Author's note: This brief one-shot was inspired by a deleted scene from the film Deathly Hallows (I believe it was Part I), in which Petunia reminds Harry that he was not the only one affected by Lily's death.

Disclaimer #1: I do not own Harry Potter.

I Lost a Sister

"Tuney, look at this. Watch what I can do."

Petunia hesitated. She wanted to know what her sister was going to do, but she also wanted to walk away, to turn her back on whatever strange thing Lily was capable of. (It was most certainly something that Petunia herself could never do.) Curiosity finally won, and she moved closer to where her sister patiently waited.

Lily held out her hand, palm facing upwards, to reveal the head of a fallen flower. With no apparent effort, she made the petals open and close, open and close again. There was something fascinating about this small—yet extraordinary—feat, and all Petunia could do for a few moments was stand and stare.

She finally pulled herself out of her trance to shriek, "Stop it!"

"It's not hurting you," Lily said, but she closed her hand on the blossom and threw it back to the ground.

Petunia's eyes lingered on the discarded flower, which lay there bearing no evidence of what had just happened. It may not have been physically hurting her, but it hurt her to know that there was something she couldn't share with her sister, something that she could never understand.

Lily had been doing strange things for as long as Petunia could remember. Lightbulbs would shatter if Lily was angry, or she would literally stick herself to one spot if she didn't want to go somewhere; minor scrapes and bruises would be completely gone within twenty-four hours; her hair had once grown back to its previous length the day after a truly horrific trip to the hair dresser's.

Petunia, on the other hand, had never done anything to suggest she possessed the same capabilities.
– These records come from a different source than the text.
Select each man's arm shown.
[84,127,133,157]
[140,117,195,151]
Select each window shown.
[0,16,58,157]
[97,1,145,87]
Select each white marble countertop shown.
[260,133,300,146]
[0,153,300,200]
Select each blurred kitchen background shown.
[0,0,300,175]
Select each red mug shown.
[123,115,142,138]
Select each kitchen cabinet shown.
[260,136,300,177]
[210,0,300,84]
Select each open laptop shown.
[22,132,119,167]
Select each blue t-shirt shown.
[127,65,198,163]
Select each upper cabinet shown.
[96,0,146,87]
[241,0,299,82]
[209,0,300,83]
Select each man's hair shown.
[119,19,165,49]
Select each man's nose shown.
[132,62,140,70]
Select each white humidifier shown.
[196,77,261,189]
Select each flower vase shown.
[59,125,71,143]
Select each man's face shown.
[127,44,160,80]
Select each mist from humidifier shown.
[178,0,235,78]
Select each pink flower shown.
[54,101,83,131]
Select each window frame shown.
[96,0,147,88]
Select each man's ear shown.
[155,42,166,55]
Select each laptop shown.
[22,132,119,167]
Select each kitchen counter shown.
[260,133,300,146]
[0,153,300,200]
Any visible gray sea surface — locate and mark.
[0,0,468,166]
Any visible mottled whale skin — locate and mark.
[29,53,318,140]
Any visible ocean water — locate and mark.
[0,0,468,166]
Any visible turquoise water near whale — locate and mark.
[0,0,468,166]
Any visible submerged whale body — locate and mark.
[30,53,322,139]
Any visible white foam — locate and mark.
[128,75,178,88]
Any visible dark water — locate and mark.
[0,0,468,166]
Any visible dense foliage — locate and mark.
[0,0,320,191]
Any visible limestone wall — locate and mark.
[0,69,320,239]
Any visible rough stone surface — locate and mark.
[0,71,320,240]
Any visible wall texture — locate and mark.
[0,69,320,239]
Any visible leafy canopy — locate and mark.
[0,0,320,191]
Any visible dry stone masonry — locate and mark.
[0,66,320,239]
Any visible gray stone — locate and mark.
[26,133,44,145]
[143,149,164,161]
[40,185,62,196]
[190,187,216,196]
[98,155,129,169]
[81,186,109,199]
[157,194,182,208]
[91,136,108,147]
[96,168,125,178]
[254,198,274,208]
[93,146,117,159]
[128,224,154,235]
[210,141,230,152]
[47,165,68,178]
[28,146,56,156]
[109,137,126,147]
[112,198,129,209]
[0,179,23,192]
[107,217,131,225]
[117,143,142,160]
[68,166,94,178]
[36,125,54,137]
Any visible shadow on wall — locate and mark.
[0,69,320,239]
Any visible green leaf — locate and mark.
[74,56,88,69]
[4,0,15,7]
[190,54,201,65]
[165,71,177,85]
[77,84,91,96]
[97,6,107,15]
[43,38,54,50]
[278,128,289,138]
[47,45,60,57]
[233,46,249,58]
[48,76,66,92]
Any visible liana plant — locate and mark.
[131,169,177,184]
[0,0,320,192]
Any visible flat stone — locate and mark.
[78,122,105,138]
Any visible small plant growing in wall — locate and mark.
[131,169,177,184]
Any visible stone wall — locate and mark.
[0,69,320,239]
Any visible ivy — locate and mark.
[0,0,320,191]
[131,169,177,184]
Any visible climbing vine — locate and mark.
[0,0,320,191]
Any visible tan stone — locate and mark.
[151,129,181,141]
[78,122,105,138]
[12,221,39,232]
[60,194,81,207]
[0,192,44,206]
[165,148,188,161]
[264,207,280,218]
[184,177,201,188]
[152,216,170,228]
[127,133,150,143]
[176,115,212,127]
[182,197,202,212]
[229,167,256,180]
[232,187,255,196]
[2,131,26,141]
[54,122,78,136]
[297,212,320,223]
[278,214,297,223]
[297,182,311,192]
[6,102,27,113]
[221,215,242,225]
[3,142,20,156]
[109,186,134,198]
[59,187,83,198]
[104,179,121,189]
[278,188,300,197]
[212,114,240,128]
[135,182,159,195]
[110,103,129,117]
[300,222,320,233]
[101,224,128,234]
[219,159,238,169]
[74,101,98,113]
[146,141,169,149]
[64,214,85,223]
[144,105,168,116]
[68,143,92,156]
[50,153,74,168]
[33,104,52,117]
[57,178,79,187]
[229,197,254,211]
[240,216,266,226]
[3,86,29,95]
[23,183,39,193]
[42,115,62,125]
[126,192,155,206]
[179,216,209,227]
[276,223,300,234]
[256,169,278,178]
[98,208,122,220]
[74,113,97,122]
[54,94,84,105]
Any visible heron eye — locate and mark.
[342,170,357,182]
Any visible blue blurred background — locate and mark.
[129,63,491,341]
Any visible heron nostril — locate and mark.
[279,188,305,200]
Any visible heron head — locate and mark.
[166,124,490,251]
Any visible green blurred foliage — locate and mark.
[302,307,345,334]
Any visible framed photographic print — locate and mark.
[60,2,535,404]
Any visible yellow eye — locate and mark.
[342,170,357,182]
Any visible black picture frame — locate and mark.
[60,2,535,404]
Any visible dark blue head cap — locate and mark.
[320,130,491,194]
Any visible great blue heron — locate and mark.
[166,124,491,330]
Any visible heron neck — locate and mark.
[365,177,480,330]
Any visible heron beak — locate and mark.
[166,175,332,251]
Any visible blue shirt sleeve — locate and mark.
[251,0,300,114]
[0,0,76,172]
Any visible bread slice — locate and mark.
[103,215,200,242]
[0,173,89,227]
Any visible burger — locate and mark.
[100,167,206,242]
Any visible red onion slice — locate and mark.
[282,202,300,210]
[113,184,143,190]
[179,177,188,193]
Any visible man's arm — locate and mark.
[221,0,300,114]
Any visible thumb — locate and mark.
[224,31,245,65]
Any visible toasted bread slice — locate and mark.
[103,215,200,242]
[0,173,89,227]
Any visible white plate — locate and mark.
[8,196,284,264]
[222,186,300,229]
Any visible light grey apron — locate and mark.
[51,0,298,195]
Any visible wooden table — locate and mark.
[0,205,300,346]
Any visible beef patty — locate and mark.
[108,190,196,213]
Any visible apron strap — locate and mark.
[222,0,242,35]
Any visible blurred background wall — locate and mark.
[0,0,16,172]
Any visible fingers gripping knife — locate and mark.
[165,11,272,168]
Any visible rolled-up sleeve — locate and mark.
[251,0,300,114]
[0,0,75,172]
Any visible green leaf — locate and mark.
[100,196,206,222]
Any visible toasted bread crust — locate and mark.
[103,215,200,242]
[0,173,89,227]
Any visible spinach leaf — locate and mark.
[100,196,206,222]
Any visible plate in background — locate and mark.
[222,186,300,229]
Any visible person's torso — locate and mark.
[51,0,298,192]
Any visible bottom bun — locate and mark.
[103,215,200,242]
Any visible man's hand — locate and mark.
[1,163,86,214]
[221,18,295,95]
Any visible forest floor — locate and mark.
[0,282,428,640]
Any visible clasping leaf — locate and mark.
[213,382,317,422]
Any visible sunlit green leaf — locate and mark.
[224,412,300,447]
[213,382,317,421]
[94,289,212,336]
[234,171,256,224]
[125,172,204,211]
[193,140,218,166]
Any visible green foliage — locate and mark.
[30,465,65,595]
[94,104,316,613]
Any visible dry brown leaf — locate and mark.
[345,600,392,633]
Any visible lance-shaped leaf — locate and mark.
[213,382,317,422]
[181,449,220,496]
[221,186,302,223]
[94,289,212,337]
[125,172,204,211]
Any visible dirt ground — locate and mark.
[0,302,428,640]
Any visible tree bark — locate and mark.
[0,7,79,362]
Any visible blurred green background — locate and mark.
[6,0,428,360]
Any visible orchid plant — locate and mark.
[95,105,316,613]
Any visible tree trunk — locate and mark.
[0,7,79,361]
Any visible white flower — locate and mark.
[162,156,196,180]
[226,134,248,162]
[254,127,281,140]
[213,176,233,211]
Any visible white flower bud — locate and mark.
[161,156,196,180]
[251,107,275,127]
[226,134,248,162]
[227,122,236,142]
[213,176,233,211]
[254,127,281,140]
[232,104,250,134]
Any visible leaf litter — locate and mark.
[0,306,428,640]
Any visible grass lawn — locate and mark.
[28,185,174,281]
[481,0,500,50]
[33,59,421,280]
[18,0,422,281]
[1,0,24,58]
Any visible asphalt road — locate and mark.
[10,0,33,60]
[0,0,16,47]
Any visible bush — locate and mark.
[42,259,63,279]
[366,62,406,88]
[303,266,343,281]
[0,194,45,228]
Sometimes, when she was alone, she would try to make plants grow in mere seconds or slam doors hands-free, but always to no avail. These attempts were met with feelings of disappointment, which were quickly squashed and replaced with relief. After all, if she couldn't do it, she never had to ask what made it possible—although that meant she was faced with the opposite question.

"It's not right," Petunia declared. There was a short pause. Then she added, more quietly, "How do you do it?"

She could hear the longing in her own voice, and she hated it.


"We fear that which we do not understand," they say, and no statement could be truer for Petunia Dursley, née Evans. She had long since buried her childhood fantasy of being a witch underneath layers of fear, resentment, and a burning passion for normalcy. She had married a rather volatile man who shared her disdain for anything out of the ordinary, and she had instilled a strong dislike of abnormality into her son. She was damn proud of her perfectly-normal family and their perfectly-normal house. What was to be gained from freakishness? What did she care that her sister was the favoured child, that her sister had abandoned her to be part of a world she could never understand? What did she care that the Snape boy, and then the Potter boy, and then a magic stick-brandishing megalomaniac had stolen her sister from her?

And then there was the Potter spawn, Harry. She hated to look at the brat. It didn't help that he was practically the spitting image of Potter Senior. Even worse were his eyes, his mother's eyes, Lily's eyes. Her sister's eyes. Every time Petunia looked into those eyes, she remembered the letters home, brimming with excitement, the letters that Petunia had very quickly decided never, ever to read; she remembered trailing her sister and the Snape boy during the summers and barely understanding a word either of them said; she remembered her parent's pride over having a witch in the family—and that certainly wasn't her; and she remembered the—albeit very kind—rejection letter from the Hogwarts headmaster explaining that she couldn't possibly attend the school. Although he didn't know it, it haunted her, what the boy represented. He was her bitterness, regret, and loss personified.

Harry lamented that he had lost a mother, but Petunia had lost a sister.

Disclaimer #2: Seeing as parts of the flashback were directly taken from Deathly Hallows (page 533; part of Snape's memories), I would like to reiterate that I do not own Harry Potter.